Are there versions of the C++ STL's associative data structures optimized for numerous partial copies?

Question

I have a large tree that grows as my algorithm progresses. Each node contains set, which I suppose is implemented as balanced binary search tree. Each node's set shall remain fixed after that node's creation, before its use in creating that node's children.

I fear however that copying each set is prohibitively expensive. Instead, I would prefer that each newly created node's set utilize all appropriate portions of the parent node's set. In short, I'm happy copying O(log n) of the set but not O(n).

Are there any variants of the STL's associative data structures that offer such an partial copy optimization? Perhaps in Boost? Such a data structure would be trivial to implement in Haskell or OCaML of course, but it'd require more effort in C++.

Answer 1

I know it's not generally productive to suggest a different language, but Haskell's standard container libraries do exactly this. I remember seeing a video (was it Simon Peyton Jones?) talking about this exact problem, and how a Haskell solution ended up being much faster than a C++ solution for the given programmer effort. Of course, this was for a specific problem that had a lot of sets with a lot of shared elements.

There is a fair amount of research into this subject. If you are looking for keywords, I suggest searching for "functional data structures" instead of "immutable data structures", since most functional paradigms benefit from immutability in general. Structures such as finger tree were developed to solve exactly this problem.

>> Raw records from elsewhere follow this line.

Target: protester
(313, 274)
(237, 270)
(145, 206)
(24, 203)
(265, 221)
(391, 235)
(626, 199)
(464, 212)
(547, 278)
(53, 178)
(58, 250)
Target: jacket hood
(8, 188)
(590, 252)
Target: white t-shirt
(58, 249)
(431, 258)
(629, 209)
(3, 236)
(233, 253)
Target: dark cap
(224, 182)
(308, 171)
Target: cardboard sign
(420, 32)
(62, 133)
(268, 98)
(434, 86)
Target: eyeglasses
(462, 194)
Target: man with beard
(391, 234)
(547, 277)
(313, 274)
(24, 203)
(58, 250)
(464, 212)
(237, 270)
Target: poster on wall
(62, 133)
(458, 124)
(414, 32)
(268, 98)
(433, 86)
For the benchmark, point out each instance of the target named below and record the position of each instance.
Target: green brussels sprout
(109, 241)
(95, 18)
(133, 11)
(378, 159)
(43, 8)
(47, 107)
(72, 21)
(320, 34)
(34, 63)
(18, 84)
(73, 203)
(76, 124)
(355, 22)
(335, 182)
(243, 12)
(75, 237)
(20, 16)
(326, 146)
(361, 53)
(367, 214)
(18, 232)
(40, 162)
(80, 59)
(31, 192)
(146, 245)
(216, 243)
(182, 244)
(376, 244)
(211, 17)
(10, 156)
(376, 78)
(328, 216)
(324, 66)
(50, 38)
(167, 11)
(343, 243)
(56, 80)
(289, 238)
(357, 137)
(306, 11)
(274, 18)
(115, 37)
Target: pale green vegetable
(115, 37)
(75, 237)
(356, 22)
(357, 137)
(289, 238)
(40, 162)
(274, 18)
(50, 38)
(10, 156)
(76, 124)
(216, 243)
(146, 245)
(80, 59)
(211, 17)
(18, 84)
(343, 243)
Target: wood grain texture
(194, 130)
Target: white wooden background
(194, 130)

I know of no C++ library that implements these data structures. There is nothing stopping you from reading the relevant papers (or the Haskell source code, which is about 1k lines for Data.Set including tests) and implementing it yourself, but I know that is not what you'd want to hear. You'd also need do some kind of reference counting for the shared nodes, which for such deep structures can have a higher overhead than even simple garbage collectors.